7 fois dans ta bouche #2 interroge sur les mots… et les maux. Entre paroles perdues, non-dits et discours, les deux interprètes s’amusent avec les codes de jeu, dans une adresse directe aux spectateurs, et nous renvoient à notre propre relation à l’autre et à soi. Entre musique et silence, le ton passe de la dérision à l’aveu, du don à l’humiliation, de l’exaspération à la connivence. Quel est le secret de nos paroles ? Comment laisser émerger une autre parole, intime et libératrice ?
Puisqu’il est urgent d’établir d’autres relations, la compagnie propose aux spectateurs de partager un moment informel et convivial à l’issue de la pièce, où seront partagées les denrées apportées par chacun.
I’m sorry… #3 (2004)
Conception et texte, Alexis Armengol
Deux êtres humains, A et B, l’un a soixante ans, l’autre trente. Interrogés par un troisième personnage, sorte de chœur constitué d’un vidéaste, d’un musicien et d’un médiateur, celui qui était là avant et celui qui était là après doivent « répondre » de leur aptitude à la vie heureuse. Tout cela sous la lumière crue d’une interview imaginaire qui prend l'allure d'une expérience de laboratoire, d’une confession impudique où la dérision apparaît comme seule ligne de fuite.
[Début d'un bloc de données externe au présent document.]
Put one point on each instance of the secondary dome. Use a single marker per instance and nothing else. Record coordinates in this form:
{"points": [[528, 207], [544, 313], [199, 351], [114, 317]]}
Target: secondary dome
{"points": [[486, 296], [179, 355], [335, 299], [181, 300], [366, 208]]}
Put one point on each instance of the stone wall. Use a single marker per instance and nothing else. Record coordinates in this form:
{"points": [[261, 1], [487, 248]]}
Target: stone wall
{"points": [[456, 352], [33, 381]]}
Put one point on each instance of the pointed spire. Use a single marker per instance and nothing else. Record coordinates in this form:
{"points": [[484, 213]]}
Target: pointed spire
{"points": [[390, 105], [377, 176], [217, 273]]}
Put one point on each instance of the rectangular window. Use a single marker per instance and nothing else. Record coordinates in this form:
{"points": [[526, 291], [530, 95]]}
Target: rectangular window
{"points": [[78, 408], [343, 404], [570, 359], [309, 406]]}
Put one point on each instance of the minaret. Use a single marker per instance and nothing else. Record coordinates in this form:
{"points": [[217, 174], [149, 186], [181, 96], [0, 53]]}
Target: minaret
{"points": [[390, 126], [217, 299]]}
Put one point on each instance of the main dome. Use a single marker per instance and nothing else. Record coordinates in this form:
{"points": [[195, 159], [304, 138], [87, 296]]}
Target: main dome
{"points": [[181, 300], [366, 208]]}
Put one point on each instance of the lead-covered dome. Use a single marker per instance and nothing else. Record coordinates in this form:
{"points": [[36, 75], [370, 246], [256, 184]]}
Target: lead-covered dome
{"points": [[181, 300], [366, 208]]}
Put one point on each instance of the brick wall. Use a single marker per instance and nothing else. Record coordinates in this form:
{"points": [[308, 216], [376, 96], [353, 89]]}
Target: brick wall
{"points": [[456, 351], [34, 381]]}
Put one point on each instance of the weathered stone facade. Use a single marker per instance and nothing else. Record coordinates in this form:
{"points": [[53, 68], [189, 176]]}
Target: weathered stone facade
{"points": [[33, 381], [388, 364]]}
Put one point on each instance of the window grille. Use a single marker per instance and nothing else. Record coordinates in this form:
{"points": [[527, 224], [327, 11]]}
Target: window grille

La question du bonheur semble naïve, dérisoire, obsolète, ou même inutile. Qu’est-ce qu’être heureux ? Pourquoi devrait-on l’être ? Pourquoi même se poser la question ?
I’m sorry… #3 se situe entre les deux mâchoires d’un étau : d’un côté les « projections » d’un bonheur standard, normé et stéréotypé, imposé par la société ; de l’autre côté, une construction intime et l’émergence d’une conscience singulière.